That's a rather pointless construct. It's inefficient (requires fork-exec to create a subshell and run ls), prone to breakage if any of the file names contain an IFS character (by default, space, tab, and newline), and is bound by the system's exec()'s limit (ARG_MAX).
A simpler, safer, more efficient alternative: for txtfile in "$system"/*.txt
Thank you all for ur efforts, unfortunately none of the suggested solutions has worked for me.
I managed to get the file name, the question is how to inser the file name before the concatenation happens.
Unless I missed it, you never made it clear if the output filename varies with directory and if so how to choose its name. To collect the desired concatenation of all .txt files in a directory, with each file's contents preceded by its filename, the solution that follows will create a file named ALL-TEXT-FILES.txt in each directory
You mention that you have 145 directories, but neglected to explain how the code is expected to visit them. Do you have a list to feed the script, either via a pipe or command line arguments?
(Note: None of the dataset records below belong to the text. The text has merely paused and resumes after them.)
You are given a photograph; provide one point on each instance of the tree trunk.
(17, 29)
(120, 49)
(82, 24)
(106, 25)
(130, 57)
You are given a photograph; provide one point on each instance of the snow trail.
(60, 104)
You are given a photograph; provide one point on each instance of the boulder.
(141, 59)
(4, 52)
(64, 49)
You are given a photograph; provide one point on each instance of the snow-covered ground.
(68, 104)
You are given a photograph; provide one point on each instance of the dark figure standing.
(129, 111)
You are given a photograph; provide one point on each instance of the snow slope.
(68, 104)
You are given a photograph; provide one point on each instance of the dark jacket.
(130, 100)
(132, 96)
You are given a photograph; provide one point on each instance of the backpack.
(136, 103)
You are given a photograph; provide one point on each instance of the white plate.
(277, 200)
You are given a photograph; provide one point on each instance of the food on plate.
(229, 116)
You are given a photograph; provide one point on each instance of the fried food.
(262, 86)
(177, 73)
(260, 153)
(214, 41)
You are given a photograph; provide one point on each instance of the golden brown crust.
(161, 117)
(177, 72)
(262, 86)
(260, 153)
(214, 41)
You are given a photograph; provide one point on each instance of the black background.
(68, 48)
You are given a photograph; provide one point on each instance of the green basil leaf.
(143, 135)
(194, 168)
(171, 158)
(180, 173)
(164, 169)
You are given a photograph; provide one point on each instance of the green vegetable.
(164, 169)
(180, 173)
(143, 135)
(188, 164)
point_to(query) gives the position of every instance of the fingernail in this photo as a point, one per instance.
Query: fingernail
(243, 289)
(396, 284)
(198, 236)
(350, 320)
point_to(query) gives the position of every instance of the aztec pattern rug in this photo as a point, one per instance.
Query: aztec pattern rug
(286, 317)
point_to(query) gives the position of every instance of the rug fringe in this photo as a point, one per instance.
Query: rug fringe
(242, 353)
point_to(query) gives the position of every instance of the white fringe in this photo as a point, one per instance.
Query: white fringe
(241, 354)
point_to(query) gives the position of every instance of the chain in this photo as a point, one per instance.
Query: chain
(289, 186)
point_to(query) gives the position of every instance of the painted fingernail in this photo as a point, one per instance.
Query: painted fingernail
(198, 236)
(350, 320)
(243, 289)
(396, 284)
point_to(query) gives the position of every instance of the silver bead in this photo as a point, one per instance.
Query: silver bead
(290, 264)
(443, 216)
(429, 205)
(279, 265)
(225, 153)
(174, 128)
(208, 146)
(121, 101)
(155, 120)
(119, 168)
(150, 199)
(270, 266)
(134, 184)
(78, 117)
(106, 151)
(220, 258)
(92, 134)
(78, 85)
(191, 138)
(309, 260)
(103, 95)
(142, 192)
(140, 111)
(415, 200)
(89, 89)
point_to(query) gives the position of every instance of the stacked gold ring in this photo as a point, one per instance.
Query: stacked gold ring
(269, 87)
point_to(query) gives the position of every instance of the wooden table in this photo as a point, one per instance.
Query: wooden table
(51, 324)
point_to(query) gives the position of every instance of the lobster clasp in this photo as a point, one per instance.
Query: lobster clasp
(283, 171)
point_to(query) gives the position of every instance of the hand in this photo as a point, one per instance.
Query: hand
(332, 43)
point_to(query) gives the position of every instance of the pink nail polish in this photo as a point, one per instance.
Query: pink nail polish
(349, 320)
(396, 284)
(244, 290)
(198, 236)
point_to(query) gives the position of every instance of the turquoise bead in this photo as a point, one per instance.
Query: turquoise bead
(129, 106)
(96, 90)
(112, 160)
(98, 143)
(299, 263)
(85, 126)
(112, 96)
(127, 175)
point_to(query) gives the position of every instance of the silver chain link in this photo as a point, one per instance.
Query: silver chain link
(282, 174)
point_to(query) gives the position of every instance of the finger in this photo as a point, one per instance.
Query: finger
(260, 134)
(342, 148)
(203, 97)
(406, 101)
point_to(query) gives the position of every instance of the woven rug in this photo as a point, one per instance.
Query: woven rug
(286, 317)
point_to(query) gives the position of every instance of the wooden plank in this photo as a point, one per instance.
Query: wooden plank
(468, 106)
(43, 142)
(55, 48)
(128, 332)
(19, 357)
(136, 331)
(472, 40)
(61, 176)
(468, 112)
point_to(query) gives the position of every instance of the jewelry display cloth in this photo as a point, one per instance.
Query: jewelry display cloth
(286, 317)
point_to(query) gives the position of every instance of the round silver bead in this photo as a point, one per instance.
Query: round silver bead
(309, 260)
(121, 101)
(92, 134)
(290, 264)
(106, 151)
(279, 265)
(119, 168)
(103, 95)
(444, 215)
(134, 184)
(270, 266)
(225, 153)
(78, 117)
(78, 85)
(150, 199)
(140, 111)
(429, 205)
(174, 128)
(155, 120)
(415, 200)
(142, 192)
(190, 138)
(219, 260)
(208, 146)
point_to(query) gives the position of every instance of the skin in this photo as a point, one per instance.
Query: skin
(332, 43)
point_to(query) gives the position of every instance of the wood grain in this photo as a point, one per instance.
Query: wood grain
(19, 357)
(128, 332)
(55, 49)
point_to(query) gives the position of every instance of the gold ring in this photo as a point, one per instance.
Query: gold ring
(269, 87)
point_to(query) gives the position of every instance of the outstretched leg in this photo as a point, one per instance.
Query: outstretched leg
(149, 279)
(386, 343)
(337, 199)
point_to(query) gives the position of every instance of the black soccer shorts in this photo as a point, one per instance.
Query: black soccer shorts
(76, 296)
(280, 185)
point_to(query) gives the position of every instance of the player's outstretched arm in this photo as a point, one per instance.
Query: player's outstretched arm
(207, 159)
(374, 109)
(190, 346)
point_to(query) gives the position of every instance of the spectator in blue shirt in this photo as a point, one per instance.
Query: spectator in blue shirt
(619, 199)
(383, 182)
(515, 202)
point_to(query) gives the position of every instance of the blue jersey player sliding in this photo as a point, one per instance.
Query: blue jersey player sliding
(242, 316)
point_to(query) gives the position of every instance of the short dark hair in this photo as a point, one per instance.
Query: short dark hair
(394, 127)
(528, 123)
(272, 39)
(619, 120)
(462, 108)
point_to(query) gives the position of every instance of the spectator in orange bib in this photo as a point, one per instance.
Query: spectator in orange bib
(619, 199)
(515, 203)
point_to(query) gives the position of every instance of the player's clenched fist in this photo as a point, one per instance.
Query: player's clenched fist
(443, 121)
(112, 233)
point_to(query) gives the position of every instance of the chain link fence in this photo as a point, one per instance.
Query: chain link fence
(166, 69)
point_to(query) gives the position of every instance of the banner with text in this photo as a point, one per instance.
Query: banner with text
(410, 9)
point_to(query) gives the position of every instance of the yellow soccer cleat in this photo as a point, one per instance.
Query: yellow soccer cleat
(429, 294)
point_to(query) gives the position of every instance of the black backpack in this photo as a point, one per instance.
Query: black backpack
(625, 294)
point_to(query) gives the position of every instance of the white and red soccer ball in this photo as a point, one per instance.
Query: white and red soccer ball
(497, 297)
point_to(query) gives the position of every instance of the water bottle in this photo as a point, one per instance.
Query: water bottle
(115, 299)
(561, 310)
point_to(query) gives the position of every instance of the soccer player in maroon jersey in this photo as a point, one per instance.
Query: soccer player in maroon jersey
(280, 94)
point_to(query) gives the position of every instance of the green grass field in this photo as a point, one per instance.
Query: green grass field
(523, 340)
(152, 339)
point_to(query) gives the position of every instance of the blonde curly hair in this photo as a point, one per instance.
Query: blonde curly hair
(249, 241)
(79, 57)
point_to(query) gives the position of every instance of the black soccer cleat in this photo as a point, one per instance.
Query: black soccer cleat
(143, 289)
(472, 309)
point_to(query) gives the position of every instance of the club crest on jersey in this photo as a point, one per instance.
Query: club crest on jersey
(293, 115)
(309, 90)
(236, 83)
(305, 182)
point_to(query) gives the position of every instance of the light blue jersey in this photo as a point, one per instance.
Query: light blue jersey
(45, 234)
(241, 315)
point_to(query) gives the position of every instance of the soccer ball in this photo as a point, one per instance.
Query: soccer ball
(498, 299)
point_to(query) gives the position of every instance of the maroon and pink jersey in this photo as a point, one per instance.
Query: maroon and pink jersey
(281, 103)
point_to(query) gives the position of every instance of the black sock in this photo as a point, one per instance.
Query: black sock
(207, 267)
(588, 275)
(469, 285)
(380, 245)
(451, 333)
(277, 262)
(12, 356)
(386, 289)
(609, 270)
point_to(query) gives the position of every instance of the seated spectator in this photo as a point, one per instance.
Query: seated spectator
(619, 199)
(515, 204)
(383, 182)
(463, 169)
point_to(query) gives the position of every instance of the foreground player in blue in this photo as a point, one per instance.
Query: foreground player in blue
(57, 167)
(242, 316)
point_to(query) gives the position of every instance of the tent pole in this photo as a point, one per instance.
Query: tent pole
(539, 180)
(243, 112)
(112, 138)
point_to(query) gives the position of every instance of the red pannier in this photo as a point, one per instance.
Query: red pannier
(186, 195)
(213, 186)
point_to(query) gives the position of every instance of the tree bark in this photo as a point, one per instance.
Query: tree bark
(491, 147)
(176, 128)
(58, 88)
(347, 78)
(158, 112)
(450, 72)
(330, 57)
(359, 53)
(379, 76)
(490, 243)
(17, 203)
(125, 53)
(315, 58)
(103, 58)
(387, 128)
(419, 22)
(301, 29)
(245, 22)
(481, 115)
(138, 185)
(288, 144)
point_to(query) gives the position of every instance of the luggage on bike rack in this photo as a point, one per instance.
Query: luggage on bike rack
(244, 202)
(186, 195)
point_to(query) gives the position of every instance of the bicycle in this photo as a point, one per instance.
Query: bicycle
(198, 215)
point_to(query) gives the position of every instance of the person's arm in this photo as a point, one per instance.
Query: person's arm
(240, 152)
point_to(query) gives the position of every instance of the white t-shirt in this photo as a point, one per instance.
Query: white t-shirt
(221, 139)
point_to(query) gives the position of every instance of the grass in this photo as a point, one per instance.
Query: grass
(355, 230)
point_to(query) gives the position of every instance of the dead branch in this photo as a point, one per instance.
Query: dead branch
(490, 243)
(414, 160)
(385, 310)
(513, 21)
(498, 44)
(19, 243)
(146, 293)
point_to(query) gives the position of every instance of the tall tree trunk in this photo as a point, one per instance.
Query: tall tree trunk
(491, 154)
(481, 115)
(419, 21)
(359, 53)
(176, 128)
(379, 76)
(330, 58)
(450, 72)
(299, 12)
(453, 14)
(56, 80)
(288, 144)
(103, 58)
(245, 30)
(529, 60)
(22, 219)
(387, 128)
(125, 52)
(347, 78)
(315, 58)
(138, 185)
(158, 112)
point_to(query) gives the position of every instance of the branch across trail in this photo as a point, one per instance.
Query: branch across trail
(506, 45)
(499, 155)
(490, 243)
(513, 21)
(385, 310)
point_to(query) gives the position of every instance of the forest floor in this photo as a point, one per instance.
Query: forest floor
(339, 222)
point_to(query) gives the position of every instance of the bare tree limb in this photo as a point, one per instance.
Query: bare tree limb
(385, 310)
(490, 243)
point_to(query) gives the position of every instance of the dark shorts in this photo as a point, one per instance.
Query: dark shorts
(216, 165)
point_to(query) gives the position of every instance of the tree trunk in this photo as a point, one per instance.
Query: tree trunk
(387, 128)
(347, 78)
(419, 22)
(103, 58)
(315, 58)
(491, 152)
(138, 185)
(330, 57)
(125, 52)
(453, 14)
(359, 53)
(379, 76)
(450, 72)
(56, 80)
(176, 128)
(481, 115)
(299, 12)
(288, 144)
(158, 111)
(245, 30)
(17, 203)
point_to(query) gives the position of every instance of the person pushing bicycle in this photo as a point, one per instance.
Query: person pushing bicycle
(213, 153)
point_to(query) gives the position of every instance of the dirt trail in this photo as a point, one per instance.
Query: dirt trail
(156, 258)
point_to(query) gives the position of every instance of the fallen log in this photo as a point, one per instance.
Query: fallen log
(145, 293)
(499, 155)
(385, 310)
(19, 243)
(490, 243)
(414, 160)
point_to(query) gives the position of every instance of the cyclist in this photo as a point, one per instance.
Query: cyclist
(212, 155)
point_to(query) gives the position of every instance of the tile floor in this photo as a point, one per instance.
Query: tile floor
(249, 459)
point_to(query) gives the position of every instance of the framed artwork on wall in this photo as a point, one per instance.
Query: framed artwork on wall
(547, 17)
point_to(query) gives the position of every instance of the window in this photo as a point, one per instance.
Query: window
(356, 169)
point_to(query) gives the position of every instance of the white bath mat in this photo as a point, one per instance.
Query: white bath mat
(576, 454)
Or are they all in a hierarchy which can be simply traveresed with find from a single root location? I will assume the later and the following script can take a single argument, the location of this starting directory. If absent, the current working directory is assumed.
#!/bin/sh
find "${1:-.}" -type d -exec sh -c '
for d; do
out=$d/ALL-TEXT-FILES.txt
for f in "$d"/*.txt; do
{ [ -f "$f" ] && [ -r "$f" ]; } || continue
printf "//%s\n" "${f##*/}" >> "$out"
cat "$f" >> "$out"
done
done
' sh {} +
I tested it and it works as I intend.
However, there is a bug in this code (which is also present in some of the other suggestions). It's unlikely to be triggered, but it's lurking ... sleeping ... hoping.
In case anyone would prefer to find it themselves...
***** CAUTION: SPOILERS AHEAD *****
If a directory happens to contain a file whose name is identical to the output file, cat will enter an infinite loop of reading-writing to itself until the machine explodes. The non-lazy solution would be to use a unique tempfile (or at least a filename that is guaranteed to be outside the traversal).